慕藍再擡頭,眼角随即滑過一滴清淚,正落在自己冰涼手背之上。滴答……
“不過俗塵往事罷了,倒在公子面前不成樣子。終究是凡人,還請見諒。”
“不知能否為公子排憂解難。” 并無半點戲谑。
“确有一事相求,聞貴處有一燕子樓,專門前來,不知能否借住幾日。”
“公子既知燕子樓,便應當知道這其中規矩。不知公子可否賞臉。”
“可否借這舞臺一用?”氣若游絲。
“請便。” 神色微漾,依舊溫柔。
慕藍搖身上臺,衣袂飄飄。望着臺下公子,唱出一段曲來:“
且借三生石,還我今生願。
惟願君心似我心,奈何心西水長東。
都道是天若有情天亦老,卻不知人塵俗世最是無情惹人怨。
西無聖母瑤臺
今且去,望君多珍重
今且去,望君多珍重。”
唱罷,早已淚水沾襟,眼前恍惚,天地昏暗。重物落地之聲。
……
……
……
“我以後就叫你衾兒,你叫我師兄如何?”
“……”
“相信我,以後一切都會好起來。”
“衾兒,你別哭,等他日我專門為你建一舉世無雙的園子,再沒人欺負你。”
“師兄等等我……師兄……”
……
……
……
“師兄……”
“你醒了,我已找大夫來看過,大夫說你只是郁結于心,多多休息便無大礙。” 端坐于床邊,雖換了身衣服,語氣依然溫柔,只是那微微顫動的嘴角似隐藏着什麽。
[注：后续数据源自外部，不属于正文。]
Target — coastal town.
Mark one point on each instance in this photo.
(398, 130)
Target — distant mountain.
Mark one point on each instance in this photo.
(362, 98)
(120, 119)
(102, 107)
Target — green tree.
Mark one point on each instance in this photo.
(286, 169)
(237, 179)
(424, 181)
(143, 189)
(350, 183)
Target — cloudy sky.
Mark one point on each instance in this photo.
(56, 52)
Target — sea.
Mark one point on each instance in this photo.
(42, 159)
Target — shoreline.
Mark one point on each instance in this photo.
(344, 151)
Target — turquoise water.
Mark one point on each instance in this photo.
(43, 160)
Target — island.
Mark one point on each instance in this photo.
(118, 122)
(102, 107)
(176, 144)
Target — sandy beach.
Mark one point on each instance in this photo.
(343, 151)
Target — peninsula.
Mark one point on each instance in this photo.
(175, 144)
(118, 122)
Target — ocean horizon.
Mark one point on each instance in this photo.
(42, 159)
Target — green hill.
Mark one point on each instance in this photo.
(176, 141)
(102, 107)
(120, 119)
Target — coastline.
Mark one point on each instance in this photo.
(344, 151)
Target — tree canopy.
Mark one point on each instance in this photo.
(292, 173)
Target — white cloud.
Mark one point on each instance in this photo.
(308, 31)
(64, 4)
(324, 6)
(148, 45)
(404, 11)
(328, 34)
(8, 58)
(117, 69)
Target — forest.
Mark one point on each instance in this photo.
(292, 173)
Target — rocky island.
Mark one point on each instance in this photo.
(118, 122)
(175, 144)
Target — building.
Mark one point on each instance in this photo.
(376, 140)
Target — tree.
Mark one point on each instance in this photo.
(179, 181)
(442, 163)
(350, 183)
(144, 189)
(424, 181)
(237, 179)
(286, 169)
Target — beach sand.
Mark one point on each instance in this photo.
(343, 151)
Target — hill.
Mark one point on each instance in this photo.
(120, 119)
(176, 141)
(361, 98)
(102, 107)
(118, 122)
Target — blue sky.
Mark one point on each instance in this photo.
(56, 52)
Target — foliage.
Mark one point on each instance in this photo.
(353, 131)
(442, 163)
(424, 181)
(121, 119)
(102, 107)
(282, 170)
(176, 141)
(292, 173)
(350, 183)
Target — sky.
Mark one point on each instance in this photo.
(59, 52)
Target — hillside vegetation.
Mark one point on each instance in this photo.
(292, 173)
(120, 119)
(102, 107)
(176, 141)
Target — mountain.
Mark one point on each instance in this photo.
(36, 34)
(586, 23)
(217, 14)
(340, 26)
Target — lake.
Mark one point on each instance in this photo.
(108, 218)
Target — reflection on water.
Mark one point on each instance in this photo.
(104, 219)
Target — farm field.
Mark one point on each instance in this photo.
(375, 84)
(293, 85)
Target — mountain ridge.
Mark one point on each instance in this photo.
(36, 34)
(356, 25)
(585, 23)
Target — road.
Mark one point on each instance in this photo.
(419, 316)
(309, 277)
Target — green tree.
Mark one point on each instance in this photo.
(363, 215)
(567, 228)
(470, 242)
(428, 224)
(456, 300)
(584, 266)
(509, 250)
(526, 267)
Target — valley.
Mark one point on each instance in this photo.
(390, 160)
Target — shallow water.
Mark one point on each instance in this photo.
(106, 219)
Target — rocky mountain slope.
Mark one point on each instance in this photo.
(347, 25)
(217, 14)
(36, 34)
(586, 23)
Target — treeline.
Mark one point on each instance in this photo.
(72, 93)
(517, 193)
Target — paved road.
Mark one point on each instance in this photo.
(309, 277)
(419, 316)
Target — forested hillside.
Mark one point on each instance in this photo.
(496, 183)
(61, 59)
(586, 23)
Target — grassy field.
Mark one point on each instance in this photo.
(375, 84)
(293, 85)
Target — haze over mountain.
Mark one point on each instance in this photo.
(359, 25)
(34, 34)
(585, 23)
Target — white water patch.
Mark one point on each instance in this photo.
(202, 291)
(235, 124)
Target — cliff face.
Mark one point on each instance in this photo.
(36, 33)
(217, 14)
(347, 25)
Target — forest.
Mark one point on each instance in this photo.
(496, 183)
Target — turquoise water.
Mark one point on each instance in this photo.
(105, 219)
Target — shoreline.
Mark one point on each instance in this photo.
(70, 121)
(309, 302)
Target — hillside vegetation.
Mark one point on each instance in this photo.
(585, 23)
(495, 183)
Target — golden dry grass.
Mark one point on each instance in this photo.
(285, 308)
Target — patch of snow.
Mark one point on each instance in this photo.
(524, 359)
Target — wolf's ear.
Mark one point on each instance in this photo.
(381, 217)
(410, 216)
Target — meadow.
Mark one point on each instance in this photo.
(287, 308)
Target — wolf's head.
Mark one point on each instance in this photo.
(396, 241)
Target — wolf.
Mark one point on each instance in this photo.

“多謝……還沒請教公子大名”支起身子,他伸手來扶,這氣息,似曾相識。
沉默片刻。四目相對。
“陌玉……敢問公子如何稱呼?”
怎麽稱呼?怎麽稱呼?
“無雙。”
“剛剛所唱曲子,可是無雙公子所做?”
“一位故人。”
“可否請教姓名?”
“不曾得知……知道又能如何,不過是個名字罷了。人尚且能忘,名字知不知又有何妨。”
轉頭,起身。
“公子且休息吧,此處你想住多久便住多久。”
慕藍方才注意到這屋子,莫非這就是所謂燕子樓。空間雖不大,倒是精巧別致,香木的味道。牆上裝飾只東側屏風旁一畫,一池清水,魚在岸上,僅此而已。
“多謝陌玉公子。”
慕藍走至北窗下,放眼望去,塵世仿佛皆在眼前,街市樓閣,城外荒野,盡收眼底。不知以前可曾有人在此觀景,旁邊可有佳人相伴。
“咚咚咚……”
“請進。”
一素衣女子手持茶點款款而來。
“公子且先用茶點,晚飯正在籌備當中,時間到了再來請公子。公子請自便。”
“多謝姑娘。恕在下多言,此處既是觀戲之地,為何此時這般安靜。”
“公子有所不知,每逢園裏試演,都将停演兩天。這兩天專門采集民意,以便改進。”
“今天上午那場戲便是試演?”
“嗯……凡是以鑼鼓為號,免費觀看者,皆為試演。”
“那這試演過的戲以後觀看者不是甚少?”
“公子以後便知。” 嫣然一笑。
“還有一事想請教姑娘。”
“公子不必客氣,你問便是了。”
“這燕子樓究竟為何?”
“嗯??公子既已住進這燕子樓,卻不知燕子樓為何?真是怪哉。”
“還請姑娘賜教。”
“凡能曲作詞得心者,皆可入住燕子樓。以前這裏可是熱鬧的很,天下公子皆聚于此,不過自從衾哥哥走後,師兄便遣散燕子樓,如今已是第三年。”
“……”
“是我多言了,還請不要告訴師兄是我告訴你這些。公子且休息吧。”
“凡能曲作詞得心者,皆可入住燕子樓。我從何得知這燕子樓?”慕藍伫立于窗前,心口隐隐作痛。腦中似有聲音回響,聽不真切,卻有頭昏腦漲之感,索性躺回床上閉上雙眼,難得竟是個無夢之眠。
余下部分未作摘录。